Он залил полный бак самого дорогого бензина, выбросил бутылку с мочой и припарковался у кафетерия. Через огромные окна было видно стойку с почтовыми открытками, полку с глянцевыми журналами, холодильники с напитками и невкусными сэндвичами. Два чела в форменной одежде возились за стойкой бара. Открылась дверь, и из кафетерия вышла девушка лет двадцати. Она не глядя прошла мимо «Вольво» – блондинка, сандалии на веревочной подошве, маленькая грудь, джинсовые шортики. У сандалий смяты задники, спутанные волосы – как солома. Она подошла к внедорожнику «Мерседес». В зеркало заднего вида Хасин видел бензоколонку, желтое сияние искусственного света, грузовики, издающие гидравлические вздохи, сменяющие друг друга автомобили с пустыми бензобаками, усталых водителей, следящих за мельканием литров и франков на табло. Над линией горизонта угасал последний свет, перечеркнутый линиями электрических проводов. И надо всем этим сверкала красно-оранжево-синяя вывеска «Тоталь». Внедорожник маневрировал перед выездом на автостраду. На номере значилось: 75. Парижанка, подумал молодой человек.

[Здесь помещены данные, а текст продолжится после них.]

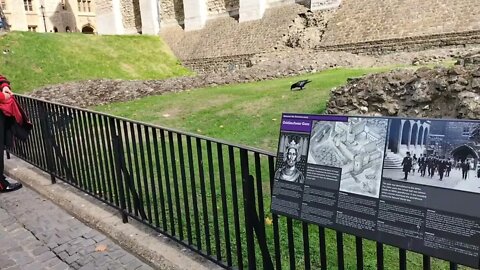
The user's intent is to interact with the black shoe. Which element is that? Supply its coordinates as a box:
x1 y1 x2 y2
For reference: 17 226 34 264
0 180 23 193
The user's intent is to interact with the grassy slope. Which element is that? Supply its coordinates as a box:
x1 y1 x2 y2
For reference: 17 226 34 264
0 32 190 93
96 68 390 150
95 68 463 269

Он вошел в кафетерий, прошел к стойке и заказал кофе. Один из типов в форме спросил, нужен ли ему сахар.
– Один кофе, – повторил Хасин.
Каждое слово давалось ему с трудом. Тип в форме обслужил его не моргнув глазом.
Там по вечерам люди болтали без конца, попивая на террасах кофе из крошечных чашечек. Хасин провел таким образом немало восхитительных часов в компании дяди и кузенов. Кофе с автозаправки имел очень отдаленное отношение к тому терпкому напитку, который он пил на родине предков. Он фыркнул и стал смотреть на улицу. На него будто навесили замок, устал до посинения. Он встал и спросил, можно ли отсюда позвонить.
– Телефон там, – проговорил парень, указывая на укромный уголок между сортиром и банкоматами.
Хасин заплатил за кофе, он и выпил-то всего глоток, потом пошел в указанном направлении. Опустил в щель пять монет, набрал длинный номер. Ему ответил надтреснутый голос. Молодой человек поинтересовался у матери, как дела. Да, он едет нормально. Все хорошо. Он спросил про котов. Голос снова успокоил его. Хасин дышал спокойно. Надтреснутый голос умолк. Он повесил трубку, постоял какое-то время не двигаясь. Эта пустота больше не удивляла его. Он снова сел за руль. Ехать еще далеко.
Уезжая из Тетуана, отец попросил его позаботиться о матери и проследить за строительством дома. Он рассчитывал на него. Хасин обещал. Хотя предпочел бы, чтобы отец остался и сам занялся всем этим.
– А если ты опять возьмешься за старое, я убью тебя своими руками, – сказал отец.
Эти слова, искренние, тяжелые как свинец, ничего не стоили. Он слишком часто говорил их. К примеру, после той истории с мотоциклом, когда к ним нагрянула полиция. Вообще-то легавые повели себя тогда очень корректно. Отец Хасина сидел на стуле с видом упрямого достоинства, который всегда принимал, когда имел дело с властями, например с социальной помощью. В какой-то момент полицейский спросил у него документы, и он достал толстенную красную папку на резинках. Виды на жительство, натурализация, трудовое соглашение – здесь были все доказательства, терпеливо собиравшиеся в течение тридцати лет. Хорошо, хорошо, сказал тогда полицейский. Потом, прежде чем забрать Хасина, они захотели осмотреть подвалы. В любом случае, у них против него ничего не было, кроме двух-трех брикетов шмали и ножа, спрятанного между пружинами матраса. Они продержали его в комиссариате пять часов. Это и долго, и недолго. Хасин ничего не сказал, ни слова. Его освободили. На следующий день отец объявил, что они уезжают в Тетуан.